Is there a gender gap when it comes to salary?

setwd("~/Downloads/Prof Sameer Mathur")
d_dilemma<-read.csv("Data - Deans Dilemma.csv")
placed<-d_dilemma[d_dilemma$Placement_B==1,c(1:23,26)]
sal_genderwise<-aggregate(placed$Salary, list(placed$Gender), mean)
colnames(sal_genderwise)<-c("Gender", "Average salary")
sal_genderwise
##   Gender Average salary
## 1      F       253068.0
## 2      M       284241.9
summary(placed$Gender)
##   F   M 
##  97 215

The average salary of men is definitely higher than that of the women by a modest margin of 12%. When we see the count of men and women who were placed, we can see a gender gap in the numbers itself, which shows that there are fewer women at the workplace when compared to men.

Boxplot and T-test

attach(placed)
sal_mean_gender<-aggregate(Salary~Gender, data = placed, FUN = mean)
options(scipen = 999)
boxplot(Salary~Gender, main="Gender-wise salaries", xlab="Gender",ylab="salary",col = c("green","blue"),log = "y")

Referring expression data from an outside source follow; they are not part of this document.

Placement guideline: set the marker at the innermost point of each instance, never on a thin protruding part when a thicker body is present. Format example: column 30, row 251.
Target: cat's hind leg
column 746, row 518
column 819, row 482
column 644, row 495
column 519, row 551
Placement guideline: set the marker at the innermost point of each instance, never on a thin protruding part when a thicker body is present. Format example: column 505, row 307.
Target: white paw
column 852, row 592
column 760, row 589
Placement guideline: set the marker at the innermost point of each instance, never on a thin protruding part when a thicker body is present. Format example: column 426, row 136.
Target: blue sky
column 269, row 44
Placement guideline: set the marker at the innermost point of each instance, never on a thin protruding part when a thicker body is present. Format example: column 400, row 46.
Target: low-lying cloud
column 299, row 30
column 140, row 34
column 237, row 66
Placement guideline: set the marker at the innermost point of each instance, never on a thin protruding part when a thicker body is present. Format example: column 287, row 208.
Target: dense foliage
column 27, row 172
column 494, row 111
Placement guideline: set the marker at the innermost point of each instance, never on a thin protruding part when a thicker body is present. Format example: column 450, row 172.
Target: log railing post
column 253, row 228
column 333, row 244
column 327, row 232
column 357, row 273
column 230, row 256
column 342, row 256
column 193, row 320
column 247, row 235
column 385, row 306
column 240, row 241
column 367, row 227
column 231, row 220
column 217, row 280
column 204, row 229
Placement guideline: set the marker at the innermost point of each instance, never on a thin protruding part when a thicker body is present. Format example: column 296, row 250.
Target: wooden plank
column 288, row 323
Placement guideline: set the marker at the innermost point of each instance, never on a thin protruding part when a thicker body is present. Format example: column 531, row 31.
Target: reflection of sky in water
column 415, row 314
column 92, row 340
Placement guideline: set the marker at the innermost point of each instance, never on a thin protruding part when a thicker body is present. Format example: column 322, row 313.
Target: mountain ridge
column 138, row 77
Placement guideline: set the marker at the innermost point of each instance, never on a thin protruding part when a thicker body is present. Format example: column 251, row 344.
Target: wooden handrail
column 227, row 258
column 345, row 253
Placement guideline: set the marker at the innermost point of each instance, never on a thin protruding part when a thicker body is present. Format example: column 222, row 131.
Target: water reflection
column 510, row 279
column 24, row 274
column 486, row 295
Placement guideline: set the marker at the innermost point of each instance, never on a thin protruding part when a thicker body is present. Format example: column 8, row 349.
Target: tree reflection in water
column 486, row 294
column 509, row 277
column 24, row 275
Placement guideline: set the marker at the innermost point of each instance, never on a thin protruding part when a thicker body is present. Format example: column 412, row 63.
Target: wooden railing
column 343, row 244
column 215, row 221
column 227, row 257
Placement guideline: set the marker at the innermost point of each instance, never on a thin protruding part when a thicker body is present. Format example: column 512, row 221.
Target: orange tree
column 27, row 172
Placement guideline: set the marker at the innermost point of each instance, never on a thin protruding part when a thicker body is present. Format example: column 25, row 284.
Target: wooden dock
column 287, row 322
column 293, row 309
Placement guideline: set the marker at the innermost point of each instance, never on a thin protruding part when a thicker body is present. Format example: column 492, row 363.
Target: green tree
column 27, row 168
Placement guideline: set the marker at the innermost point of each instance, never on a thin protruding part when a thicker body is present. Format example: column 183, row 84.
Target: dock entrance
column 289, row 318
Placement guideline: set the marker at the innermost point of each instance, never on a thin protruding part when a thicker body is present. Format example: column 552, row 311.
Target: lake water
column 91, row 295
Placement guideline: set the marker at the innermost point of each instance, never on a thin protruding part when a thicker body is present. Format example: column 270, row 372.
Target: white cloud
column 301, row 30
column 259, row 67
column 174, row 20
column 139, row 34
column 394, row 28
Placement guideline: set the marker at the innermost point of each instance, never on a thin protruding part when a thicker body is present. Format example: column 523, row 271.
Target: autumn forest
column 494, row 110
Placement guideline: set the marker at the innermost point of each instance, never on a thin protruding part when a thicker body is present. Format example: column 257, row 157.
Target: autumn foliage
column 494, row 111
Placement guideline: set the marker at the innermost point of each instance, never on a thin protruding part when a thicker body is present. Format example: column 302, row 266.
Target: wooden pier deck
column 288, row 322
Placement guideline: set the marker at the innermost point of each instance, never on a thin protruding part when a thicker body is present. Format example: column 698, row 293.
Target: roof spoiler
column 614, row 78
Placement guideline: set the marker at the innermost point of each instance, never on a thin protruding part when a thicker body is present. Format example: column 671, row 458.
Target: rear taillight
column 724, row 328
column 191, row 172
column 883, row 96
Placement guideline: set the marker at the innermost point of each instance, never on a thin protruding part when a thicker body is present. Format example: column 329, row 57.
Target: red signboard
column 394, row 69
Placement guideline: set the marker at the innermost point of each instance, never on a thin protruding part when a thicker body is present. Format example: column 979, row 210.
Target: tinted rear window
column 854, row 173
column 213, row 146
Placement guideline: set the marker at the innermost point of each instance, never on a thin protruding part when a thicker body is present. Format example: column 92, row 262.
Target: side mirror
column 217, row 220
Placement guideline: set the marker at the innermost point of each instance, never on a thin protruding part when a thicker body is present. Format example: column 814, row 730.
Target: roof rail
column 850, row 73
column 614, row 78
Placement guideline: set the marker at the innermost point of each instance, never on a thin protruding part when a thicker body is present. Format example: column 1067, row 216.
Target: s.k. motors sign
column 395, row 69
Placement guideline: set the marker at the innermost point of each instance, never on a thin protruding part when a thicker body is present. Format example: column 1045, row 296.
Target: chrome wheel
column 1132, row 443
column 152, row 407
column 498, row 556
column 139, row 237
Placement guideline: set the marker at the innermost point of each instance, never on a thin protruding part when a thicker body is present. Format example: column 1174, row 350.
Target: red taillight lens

log.transformed.salary = log(Salary)
t.test(log.transformed.salary~Gender,mean.equal = TRUE)
## 
##  Welch Two Sample t-test
## 
## data:  log.transformed.salary by Gender
## t = -2.9732, df = 212.24, p-value = 0.003287
## alternative hypothesis: true difference in means is not equal to 0
## 95 percent confidence interval:
##  -0.1711001 -0.0346748
## sample estimates:
## mean in group F mean in group M 
##        12.40435        12.50723

Interpretations :-

1. The average salary of men at 284241 is higher than that of women at 253068 by around 12%.

2. The boxplot shows that the median male and female salaries are not too spaced out but the male boxplot shows too many outliers towards the higher salary bracket.

3. After performing a t-test on the two variables we can see that the p value is 0.003287, which is too low and hence the NULL hypothesis here that the mean salary of men is NOT significantly higher than the women will be rejected which shows us that the average salary of men is indeed higher than that of women.

4. We get a similar picture from the boxplot that the men have many outliers beyond the maximum salary markm which shows a bias in favor of the men.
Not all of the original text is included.